Bessie's Fortune
Page 82After the first great shock of surprise, when the word murderer dropped from his lips, and he reproached his sister so harshly and unreasonably, Burton Jerrold stood with folded arms, and a gloomy, unsympathetic face, as immovable at first as if he had been a stone, and listened to the tale as repeated by his father. But when the tragic part was reached, and he saw the dead man on the floor, his sister crouching in the corner of the room, with Rover at her side, the rude coffin, the open grave, and the secret midnight burial, his breath came in long, shuddering gasps, and the perspiration stood in great drops upon his forehead and about his pallid lips. And when his father said, "I buried him here in this room, under this bed, where I have slept ever since, and he is there now," he started backward as suddenly as if the ghost of the peddler had risen from the floor and confronted him. Then, staggering forward, he would have fallen if Mr. Sanford had not caught him by the arm and supported him a moment.
Bringing him a chair, the clergyman said to him, pityingly: "Sit down, Mr. Jerrold, and try to compose yourself. You are not in fault: no one can blame you."
"No, no, I know it; but it hurts me just the same. The disgrace! I can never be happy again. Oh, Hannah, why did you let him tell me? I cannot bear it, I cannot!" the wretched Burton moaned, and his father replied: "Your sister has borne it for thirty-one years. Are you less brave than she?"
"I don't know. Yes, I believe I am. I have more at stake than she. Our positions are not the same.
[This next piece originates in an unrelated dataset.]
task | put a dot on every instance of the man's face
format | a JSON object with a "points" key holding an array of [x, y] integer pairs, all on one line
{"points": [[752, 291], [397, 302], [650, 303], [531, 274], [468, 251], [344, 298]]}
There is Geraldine, and Grey, I can never look them in the face again, knowing what I know," Burton cried, impetuously, and covering his face with his hands, he sobbed as strong men never sob, save when some terrible storm, which they feel themselves inadequate to meet, is beating pitilessly upon them.
"Oh, brother," Hannah said, in her soft, entreating voice, "this is worse than all the rest. Don't take it so hard. It is not so bad as you think. You will not be disgraced. Geraldine will never know: the world will never know. Char--Mr. Sanford is just as safe as I. He will never tell," and the dark eyes looked for one moment at the man whom, in her excitement and forgetfulness, she had almost called by his Christian name, and who, in response to the call and the look, went to her side, and laying his hand upon her head, said, solemnly: "As heaven is my witness, what I have heard here to-night shall never pass my lips."